Когда они женятся, то жен покупают за лошадей: кто больше даст, тот ее и получит. Каждый берет столько жен, сколько хочет, и может отпустить их, но тогда уже женщины не могут [вторично] вступать в брак. Когда я спросил, как же они потом кормятся, он сказал, что они тогда делаются блудницами. Свадьба у них состоит в том, что поп их благословляет и торжественно призывает к согласию. У великого хана одна вера с ними [калмыками].

Тайчжи сказал приставу, что хотел бы, чтобы его собратья, приехавшие теперь сюда, пришли к нему, но русский его обманул, сказав, что он [Тайчжи] пожалован очень многими рублями, те — гораздо меньше, поэтому они не могут его посетить. Самое смешное из всего — это его жалоба приставу, что больше он не может обойтись без женщины. Пристав резко ответил, что к нему никого не пустят. При расставании Тайчжи взял нас за руки, так же как при нашем приходе; он дружески просил, чтобы завтра мы снова пришли. Это и я хотел бы, но не смог.

6 марта.

Приставы пришли с приказом, что наш вестник 200 может получить для Их Высокомогуществ грамоту и уехать; этого посол и требовал, но русские неохотно пошли на это, так как не собирались признать за правительством Нидерландов и правильный титул. Корбет сразу поехал в приказ; приняв [127] грамоту, он сказал, что не сомневается, что она написана как подобает, он покажет ее послу и с ним обсудит. Он велел везти ее перед собой на лошади, а сам сел в сани одного сотника на почетную сторону. Сразу принесли теперь и подарки царя: для него [Корбета] — один тиммер [от 40 до 60 шкурок] подкладочных соболей, 4 соболя для его юнкера и 2 — для переводчика и слуги. Когда посмотрели грамоту, то увидели, что обращение старое: "Почетным регентам Нидерландии и Голландии" и две строчки [текста ответа] написаны внизу. Печать царя и весь его титул были на обратной стороне листа. Не медля, посол вызвал приставов, и, когда они появились, начались споры. Посол сказал, что очень удивлен подобной надписью, она не направлена Их Высокомогуществам и только Его Царское Величество отказывает в том, в чем не отказывает ни один монарх или страна, и если царь сомневается во власти Их Высокомогуществ, то он [посол] готов это показать и доказать, но такое обращение не смеет принять, это стоило бы ему и вестнику головы, и чтобы царь никогда не посылал таких грамот или послов с подобными верительными грамотами — ни грамота, ни посол не будут приняты; если такое обращение и принимали раньше, то это делалось лишь для поддержания дружбы. Пристав сказал, что жалеет посла, так как знает, что пока ничего не может быть изменено и что посол вводит новшества.

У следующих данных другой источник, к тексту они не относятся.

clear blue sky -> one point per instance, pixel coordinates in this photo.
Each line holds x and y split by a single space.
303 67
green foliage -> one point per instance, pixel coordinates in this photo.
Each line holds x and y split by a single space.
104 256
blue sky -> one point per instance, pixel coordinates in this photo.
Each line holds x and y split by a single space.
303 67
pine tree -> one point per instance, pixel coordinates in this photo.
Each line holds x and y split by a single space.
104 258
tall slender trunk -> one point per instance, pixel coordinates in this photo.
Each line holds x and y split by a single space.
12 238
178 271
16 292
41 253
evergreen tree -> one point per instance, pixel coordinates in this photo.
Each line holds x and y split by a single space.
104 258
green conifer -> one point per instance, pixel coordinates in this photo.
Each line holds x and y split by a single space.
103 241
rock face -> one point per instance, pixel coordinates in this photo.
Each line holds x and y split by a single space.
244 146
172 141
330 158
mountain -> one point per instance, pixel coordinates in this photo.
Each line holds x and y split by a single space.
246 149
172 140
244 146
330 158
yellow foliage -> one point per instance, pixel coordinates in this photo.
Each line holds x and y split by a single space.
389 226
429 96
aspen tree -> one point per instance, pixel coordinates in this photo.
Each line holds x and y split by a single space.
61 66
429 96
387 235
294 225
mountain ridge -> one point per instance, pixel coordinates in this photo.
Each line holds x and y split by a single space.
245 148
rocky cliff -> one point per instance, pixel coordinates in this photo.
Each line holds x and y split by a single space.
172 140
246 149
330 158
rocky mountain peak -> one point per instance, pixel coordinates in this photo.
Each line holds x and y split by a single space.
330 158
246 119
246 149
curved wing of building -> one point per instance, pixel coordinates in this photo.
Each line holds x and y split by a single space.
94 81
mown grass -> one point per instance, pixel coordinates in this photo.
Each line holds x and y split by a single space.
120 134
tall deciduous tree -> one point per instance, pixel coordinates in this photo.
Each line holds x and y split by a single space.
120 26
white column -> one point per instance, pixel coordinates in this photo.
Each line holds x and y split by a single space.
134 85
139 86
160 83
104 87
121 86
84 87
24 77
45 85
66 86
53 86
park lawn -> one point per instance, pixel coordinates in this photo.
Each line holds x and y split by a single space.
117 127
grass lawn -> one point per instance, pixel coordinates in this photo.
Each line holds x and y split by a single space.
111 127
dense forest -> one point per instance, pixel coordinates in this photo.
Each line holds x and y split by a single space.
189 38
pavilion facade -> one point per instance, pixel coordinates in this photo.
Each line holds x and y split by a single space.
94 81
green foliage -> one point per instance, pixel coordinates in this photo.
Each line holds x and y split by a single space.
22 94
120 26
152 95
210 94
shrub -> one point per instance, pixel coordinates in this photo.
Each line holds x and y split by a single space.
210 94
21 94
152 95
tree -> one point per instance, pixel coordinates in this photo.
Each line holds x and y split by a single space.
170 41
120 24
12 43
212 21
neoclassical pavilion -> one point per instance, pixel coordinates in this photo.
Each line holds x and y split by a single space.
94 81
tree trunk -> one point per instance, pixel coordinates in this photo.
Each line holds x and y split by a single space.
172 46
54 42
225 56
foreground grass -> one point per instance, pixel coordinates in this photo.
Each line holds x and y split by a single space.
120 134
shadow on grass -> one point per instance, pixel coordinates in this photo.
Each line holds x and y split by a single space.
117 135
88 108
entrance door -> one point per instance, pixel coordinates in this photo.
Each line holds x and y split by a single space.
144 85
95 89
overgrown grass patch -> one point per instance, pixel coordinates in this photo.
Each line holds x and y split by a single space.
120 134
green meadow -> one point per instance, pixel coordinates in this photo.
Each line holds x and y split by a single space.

Он, однако, не сомневается, что царь пожалует Штаты требуемым титулом при отъезде самого посла. А сейчас дать вестнику то, о чем так долго спорили, было бы бессмысленно. Однако он обещал все передать и завтра принести ответ, что и было сделано. Ответ был таков, что царь не желал изменить что-нибудь в этой грамоте, и если курьер не возьмет ее с собой, то ничего хорошего посольство не добьется. Русский сказал еще, что посол был первым, кто отказывается от послания Его Царского Величества. На это посол ответил, что царь может делать что хочет, но что он отправит курьера без этой грамоты, которую пошлет обратно царю. Русский сказал, что она не будет принята. [128]

Ничего нельзя было поделать, и посол решил и обещал сохранить эту грамоту с надлежащим почетом, после чего он немедленно в почетном конце комнаты положил подушку, накрыл ее шелковой тканью, а на нее поместил грамоту со всем уважением и почетом. Здесь требуют с особым уважением относиться к написанному от имени царя, и эту грамоту нельзя класть на непристойное место или носить ее за поясом. Кто в присутствии посла сделает ошибку при произнесении имени царя, того лишают головы, кто ошибется при написании его имени, того лишают руки. Никто не смеет сесть на письмо, где стоит титул царя. Поэтому русские и наши немцы всегда носят свои прошения на груди.

7 марта.

Я посетил митрополита из Газы 201, который прислан сюда иерусалимским патриархом, чтобы помочь решить церковные споры. Это старый почтенный человек. Он одет по греческому обычаю, носит очень длинную бороду, белую от старости. На груди у него висит маленькая коробочка, знак его ордена и духовного сана. Когда он выходит, перед ним несут его посох. Он пользуется у царя большим, уважением. Это человек большой учености, хорошо говорит по-латыни, а также на древнегреческом языке. Он сидел, окруженный старыми теологическими книгами, угостил меня вареньями, пирогами и водкой. Мы беседовали с ним об армянских, греческих и грузинских христианах. Он долгие годы жил в Риме у иезуитов, путешествовал по Германии и другим странам. Сперва он серьезно думал, что мы купцы, как мы и притворились. Но, когда выяснилась моя причастность к послу, я извинился за притворство: это ведь произошло из страха перед русскими. Тогда он нас еще любезнее пригласил навещать его, чем мы доказали бы ему нашу дружбу. Он проводил нас к выходу, сам, по их обычаю, идя впереди нас.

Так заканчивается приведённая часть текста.